The Stand by Stephen King
Published 1978, 1440 pages
A truly epic binge effort would be to read the full Stephen King catalog. But, that would be a lot! So I offer this mini-binge suggestion instead. The Stand is one of his iconic stories and even if you think you're not a King fan because you don't like horror, many of his books (including this one) aren't really horror. Suspenseful or weird or making an everyday event scary, but not really horror with creepy things in the dark. This is a dystopian look at the world of good and evil. Go ahead, October is the perfect time to give it a try -
The Given Day #1 by Dennis Lehane
Published 2008, 736 pages
Known for Mystic River, Lehane goes a different direction in this series: Set in Boston at the end of WWI, the two main characters are Danny Coughlin, an Irish cop from a family of cops, and a poor black man, Luther Laurence. With well drawn, fully realized characters, Lehane tells the story of that era through the lens of these two men, who against all odds become friends. It's obvious this book is extensively researched as it touches on many of the landmark events of the time and how it affects the everyday American. Read the series: Live by Night #2 and World Gone By #3
Bluebird, Bluebird #1 by Attica Locke
Published 2017, 320 pages
I love a protagonist that is flawed. Locke has created just such a character in this beginning of a series: Darren Mathews is a black Texas Ranger with a boat load of personal issues that keep crossing into his professional life as he tries to solve a murder in rural east Texas. I enjoy how Locke illustrates an imperfect lawman and one who deals with racism on a daily basis, and how he reconciles doing his best on a job he loves with bending the rules for people he loves.
Reviewed here. Book #2 is Heaven, My Home.

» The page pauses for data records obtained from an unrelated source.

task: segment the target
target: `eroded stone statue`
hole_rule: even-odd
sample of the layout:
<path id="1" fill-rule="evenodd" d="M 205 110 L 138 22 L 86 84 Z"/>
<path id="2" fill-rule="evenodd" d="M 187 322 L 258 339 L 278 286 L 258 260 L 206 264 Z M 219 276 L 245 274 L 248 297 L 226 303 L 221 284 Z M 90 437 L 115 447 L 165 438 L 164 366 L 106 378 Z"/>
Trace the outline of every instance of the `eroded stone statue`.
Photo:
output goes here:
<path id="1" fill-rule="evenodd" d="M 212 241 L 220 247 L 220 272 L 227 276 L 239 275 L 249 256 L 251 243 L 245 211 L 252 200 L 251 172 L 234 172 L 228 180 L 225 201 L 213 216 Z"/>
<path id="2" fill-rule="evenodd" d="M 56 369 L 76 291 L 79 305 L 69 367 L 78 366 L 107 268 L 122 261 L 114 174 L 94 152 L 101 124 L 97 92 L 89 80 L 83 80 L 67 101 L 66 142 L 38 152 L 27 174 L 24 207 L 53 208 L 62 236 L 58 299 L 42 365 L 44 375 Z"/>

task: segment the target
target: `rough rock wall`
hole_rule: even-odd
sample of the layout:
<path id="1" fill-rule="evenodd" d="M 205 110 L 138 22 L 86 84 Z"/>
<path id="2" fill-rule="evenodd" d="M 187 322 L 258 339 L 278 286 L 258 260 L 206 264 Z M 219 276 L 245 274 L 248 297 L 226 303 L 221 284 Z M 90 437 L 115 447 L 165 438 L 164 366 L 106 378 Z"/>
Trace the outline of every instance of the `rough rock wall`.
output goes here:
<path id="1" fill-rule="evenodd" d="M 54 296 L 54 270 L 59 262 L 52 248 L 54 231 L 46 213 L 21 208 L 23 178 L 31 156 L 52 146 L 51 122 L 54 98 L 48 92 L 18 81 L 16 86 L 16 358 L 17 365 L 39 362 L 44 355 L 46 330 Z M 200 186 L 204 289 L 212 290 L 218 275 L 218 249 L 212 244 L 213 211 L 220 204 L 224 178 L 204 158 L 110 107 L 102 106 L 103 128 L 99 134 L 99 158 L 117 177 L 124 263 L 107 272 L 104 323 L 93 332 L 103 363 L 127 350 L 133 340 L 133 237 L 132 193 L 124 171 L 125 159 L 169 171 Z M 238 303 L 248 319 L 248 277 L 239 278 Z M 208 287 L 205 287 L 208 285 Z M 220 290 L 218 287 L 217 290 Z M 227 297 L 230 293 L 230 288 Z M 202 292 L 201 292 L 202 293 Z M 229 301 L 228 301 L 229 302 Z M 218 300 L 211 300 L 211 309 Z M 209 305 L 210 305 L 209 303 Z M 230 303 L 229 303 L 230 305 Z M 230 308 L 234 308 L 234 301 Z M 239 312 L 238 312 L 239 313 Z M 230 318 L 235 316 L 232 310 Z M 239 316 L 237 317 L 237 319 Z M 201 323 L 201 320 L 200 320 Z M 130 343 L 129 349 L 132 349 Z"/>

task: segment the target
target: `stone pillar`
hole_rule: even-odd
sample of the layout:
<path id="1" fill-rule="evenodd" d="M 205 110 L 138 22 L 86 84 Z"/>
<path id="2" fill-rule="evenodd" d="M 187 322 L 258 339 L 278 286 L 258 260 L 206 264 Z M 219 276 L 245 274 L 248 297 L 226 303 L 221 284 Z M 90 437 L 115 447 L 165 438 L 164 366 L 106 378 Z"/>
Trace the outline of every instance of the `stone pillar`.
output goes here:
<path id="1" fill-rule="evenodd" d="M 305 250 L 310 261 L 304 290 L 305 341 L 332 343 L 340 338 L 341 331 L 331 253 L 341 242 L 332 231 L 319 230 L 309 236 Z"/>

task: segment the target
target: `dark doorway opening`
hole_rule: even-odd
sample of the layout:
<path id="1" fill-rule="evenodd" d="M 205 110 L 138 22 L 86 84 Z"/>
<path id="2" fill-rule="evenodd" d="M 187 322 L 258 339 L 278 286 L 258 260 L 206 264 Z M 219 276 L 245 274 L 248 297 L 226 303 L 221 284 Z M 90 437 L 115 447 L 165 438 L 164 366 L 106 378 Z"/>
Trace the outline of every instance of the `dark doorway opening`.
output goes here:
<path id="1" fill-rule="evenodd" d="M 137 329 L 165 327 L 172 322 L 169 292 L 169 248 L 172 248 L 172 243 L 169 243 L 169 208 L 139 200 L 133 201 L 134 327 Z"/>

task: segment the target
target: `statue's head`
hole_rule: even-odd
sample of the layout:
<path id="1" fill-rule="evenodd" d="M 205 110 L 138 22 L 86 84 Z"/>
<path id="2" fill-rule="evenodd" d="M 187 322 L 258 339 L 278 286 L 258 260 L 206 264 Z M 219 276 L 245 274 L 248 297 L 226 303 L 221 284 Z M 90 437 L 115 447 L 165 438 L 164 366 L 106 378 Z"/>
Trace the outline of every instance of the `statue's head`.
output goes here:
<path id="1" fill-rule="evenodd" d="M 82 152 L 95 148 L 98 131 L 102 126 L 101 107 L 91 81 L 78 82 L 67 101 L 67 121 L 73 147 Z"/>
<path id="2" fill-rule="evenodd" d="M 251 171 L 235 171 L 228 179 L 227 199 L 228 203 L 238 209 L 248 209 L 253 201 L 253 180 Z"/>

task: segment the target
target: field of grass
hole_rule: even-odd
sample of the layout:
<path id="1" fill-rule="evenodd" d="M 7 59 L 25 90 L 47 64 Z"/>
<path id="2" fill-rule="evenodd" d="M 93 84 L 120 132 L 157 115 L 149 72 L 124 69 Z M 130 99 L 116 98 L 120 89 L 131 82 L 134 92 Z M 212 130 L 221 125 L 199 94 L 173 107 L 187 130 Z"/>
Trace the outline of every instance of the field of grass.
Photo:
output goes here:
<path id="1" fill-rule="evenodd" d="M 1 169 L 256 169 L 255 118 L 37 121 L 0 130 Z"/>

The Knife of Never Letting Go #1 by Patrick Ness
Published 2008, 512 pages
This trilogy is a YA sci-fi series that I zoomed through and thoroughly enjoyed. A young teen boy and girl are on the run from evil men and are trying to stay alive and get to a safe town. Along the way, everything that can go wrong does, and that makes for a very adventurous, action-packed story. The premise? Men on the planet can't hide their thoughts - every thought is vocalized! When Todd discovers a girl that has crash landed on his planet, they take off together, teaching each other along way. There are crooked politicians, strong women, the indigenous population they can't communicate with, bad decisions, and strength of character. A great series. First book reviewed here - 2nd and 3rd books reviewed here.
Doc #1 by Mary Doria Russell
Published 2011, 394 pages
Here's a terrific recommendation for a change of pace. This excellent, well researched duology (book #2 is Epitaph) tells the story of Doc Holliday. Though the first book starts a little slowly, stick with it - it becomes a fascinating look at the old west, at the disease of TB, at the life of a wealthy, privileged doctor who is slowly dying and how he chooses to live his life. Russell brings to life this man and his friendship with Wyatt Earp and the Mastersons in a challenging time of American history.
A Curious Beginning #1 by Deanna Raybourn
Published 2015, 339 pages
A binge-worthy series if you enjoy a strong female lead character, novels set in Victorian England, and a strong dose of adventure with a splash of romance. Veronica Speedwell is a formidable protagonist, a young woman who knows her own mind and intends to live independently, in spite of what is acceptable in society. She travels, takes lovers, and uses her intellect to make deductions that help solve crimes. Quick reads, the series is currently up to 5 books. Book #1 reviewed here and #5 reviewed here.
I hope you find something here that piques your interest and sends you to your library to start a reading binge fest! Happy Reading!